In working with values, I’m not working with data structures, I’m asking questions about instances, about the outermost edges of my graphs. I’m literally not interested in anything other than literals and I don’t need RDF data structures to do this. Simple tools for these simple jobs.
Nevertheless, to build these simple tools, I can perform much better if I have a knowledge base that provides tools to tell me if I have any geolocation data, what its structure is and what it is actually geolocating. Without this, I just have some literals.
In the library world, we bang on about “things not strings” because we were inundated with strings as well as powerful tools for manipulating strings; the recent BIBFRAME initiative attempts to formalize “things not strings” in a way that is compatible with historical practice. I’m not a believer in this approach, but the nature of RDF, its hitherto-noted modularity and extensibility, means that it doesn’t matter — something better can come later.
RDF’s problems are many, but they largely boil down to a couple of things; firstly, as @xbib pointed out in a comment on the previous post, people don’t want a data model, they want values. I’d respond to this by firstly agreeing and secondly thinking that this is a shame. There are plenty of examples why choices that boil data on the Web down to the simplest route to values aren’t necessarily good choices, but Sarah Mei’s thorough treatment of using the JSON document store, MongoDB, might open a few eyes.
The second big problem RDF has is that it isn’t what people expected. I wrote this in a flippant way previously, but it needs to be said properly. The RDF stack doesn’t provide a replacement for a database. The expectations that one has because of the omnipresence of databases include: easy schema-based data entry forms, easy value querying and sorting and knowing that the data you got out was the data.
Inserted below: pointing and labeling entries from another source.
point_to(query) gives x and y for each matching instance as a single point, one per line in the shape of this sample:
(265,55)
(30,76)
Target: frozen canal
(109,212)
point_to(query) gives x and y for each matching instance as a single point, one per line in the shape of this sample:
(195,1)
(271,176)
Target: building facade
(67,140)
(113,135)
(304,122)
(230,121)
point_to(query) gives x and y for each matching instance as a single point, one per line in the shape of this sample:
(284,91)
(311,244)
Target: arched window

Enter RDF. Aside causing triples to come into existence directly, getting data into RDF is difficult; there is no roundtrip from HTML. Or any other from. I will take a moment to point out that some people in the past did data entry in Protégè…alas. This makes RDF largely useless to anyone who thinks database-wise; it also directs attention away from the lack of data management in RDF…but that is for another time. I’ve already said RDF isn’t good for values, but I didn’t mention that it’s open world, which means that the data you have is just some statements that may or may not be all of the statements and/or be true. This is difficult for most people to accept.
RDF then should large largely be left to applications where you need a logical data model that will allow you to create data structures and manipulate these as graphs. If you don’t need this, you don’t need RDF. I’d argue that you often do, especially if you work with data and large volumes of complex data. I’d argue that a logical, modular representation can be useful for generating views of data and providing new insights into data structures and transformations of these. RDF can be a good starting point for producing smart data, but it isn’t the endpoint; the endpoints are ephemeral and provide the here-and-now of the data. Pushing all the data power into technologies that focus on the here and the now doesn’t seem like a long-term strategy.
As a footnote, JSON-LD has been mooted as an alternative to RDF; why not, it’s either a serialization for linked data (not a very good one because I can’t parse JSON as easily as I can parse XML, I can’t read it as easily as I can read turtle and I can’t easily chunk it like I can ntriples). It also imposes a whole load of conventions that make my data more difficult to work with when I need simple access to simple values. Will I use JSON-LD? I already do. Is it the panacea it’s being toasted as? Certainly not, it’s another route to not having the tools to work with data and it certainly smacks of being of the here and now.